My green bean potato beast (he earns more nicknames daily) is (obviously) still green. At our last event we made it through Dressage (which brings me zero stress), putzed through our Jumper round (which brings him zero stress), and basically zig zagged through our cross-country course at a poorly paced trot with me just singing to keep my sanity and him probably thinking, “What in the blue hell is wrong with her?” But, alas, we were eliminated due to my panic at an 18” railroad tie on cross country. But Walle handled it all like a champ and I was elated to just get through, even with elimination as the end result.
As mentioned previously, yesterday was Event #2 at BCHP and while the day went similarly to the first … we didn’t get eliminated! My ultimate goal was to make it through, and when all is said and done, that’s what we did. We may have come in dead last, but we didn’t get eliminated!
The thing is, it was an amazing day, but neither Walle nor I were really on our game (although our game isn’t quite developed yet.) And ultimately, I was very disappointed in myself because, well, I was disappointed.
We don’t come into this sport because we lack a competitive drive. Some people are more competitive than others. I, admittedly, am on the lower end of the spectrum with my need to win. This is actually the first year that I’ve committed to even showing more than once. I try very hard to focus on nothing but the love of the sport and trying to make improvements wherever we can.

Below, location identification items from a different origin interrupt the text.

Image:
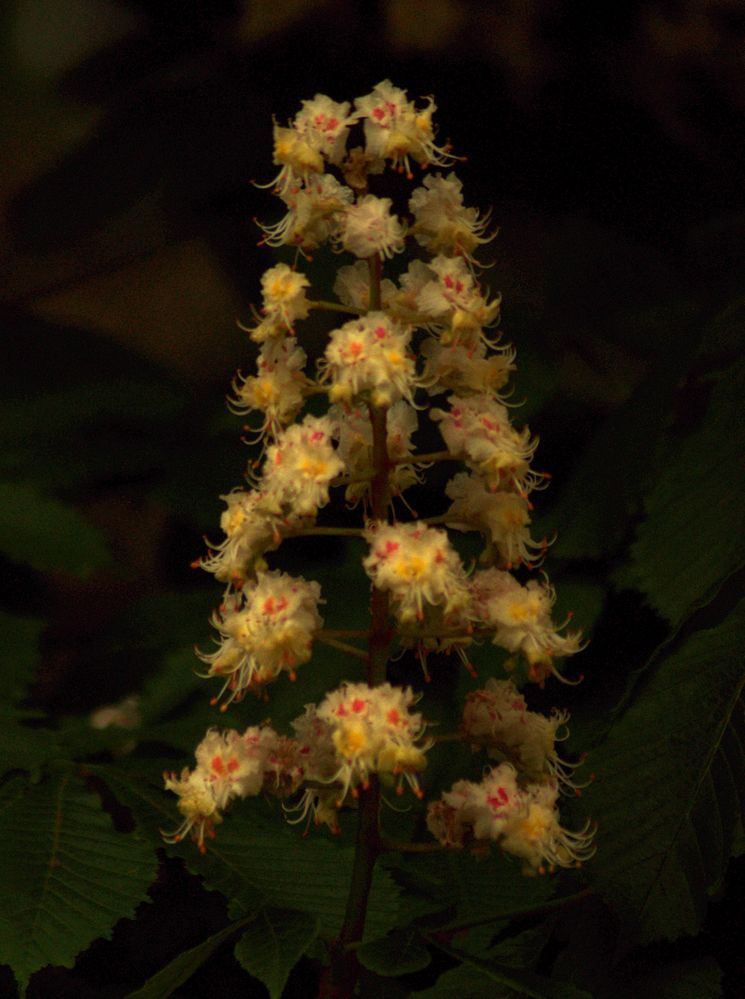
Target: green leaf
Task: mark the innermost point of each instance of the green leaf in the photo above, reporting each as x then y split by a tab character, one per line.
46	533
593	509
256	858
177	972
464	982
697	978
23	747
397	954
66	876
273	944
489	888
670	786
19	655
523	983
693	535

Everyone starts somewhere, right?
By the end of the day I had run through just about every emotion under the sun and was completely exhausted. I started calm and ready, exited the Dressage ring intensely frustrated (not my best moment, but it came and went quickly), exited the Jumper ring with tears streaming down my face because I had convinced myself that I had hurt my pony (there’s a long back story to this), and came out of cross country elated that we finished and jumped everything, but again, frustrated with myself and also Walle’s innate need to focus on everything but the task at hand…which in turn made me feel thoroughly ashamed of myself for being frustrated with him when I know he’s just simply learning and all things take time.

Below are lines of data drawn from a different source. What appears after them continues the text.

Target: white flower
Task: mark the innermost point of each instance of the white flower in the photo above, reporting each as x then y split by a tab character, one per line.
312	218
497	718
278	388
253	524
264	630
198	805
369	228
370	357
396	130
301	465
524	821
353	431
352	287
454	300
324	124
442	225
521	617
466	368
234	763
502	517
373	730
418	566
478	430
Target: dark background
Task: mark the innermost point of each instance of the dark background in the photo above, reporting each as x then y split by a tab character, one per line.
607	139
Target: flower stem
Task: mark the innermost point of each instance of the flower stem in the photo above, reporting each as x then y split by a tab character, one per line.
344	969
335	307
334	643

At the end of everything, I gave him lots of pets and peppermints, told him how good he was, and made sure there was no negative connotation on the day. My disappointment doesn’t matter, his happiness does. Because if he loses the ability to enjoy this, then I’ve truly failed. We all want our fairy tale moment of things magically coming together, but that’s just not how life works. And even with my disappointment, I will ALWAYS be grateful for the smallest of victories and swallow my disappointment to focus on the bigger picture.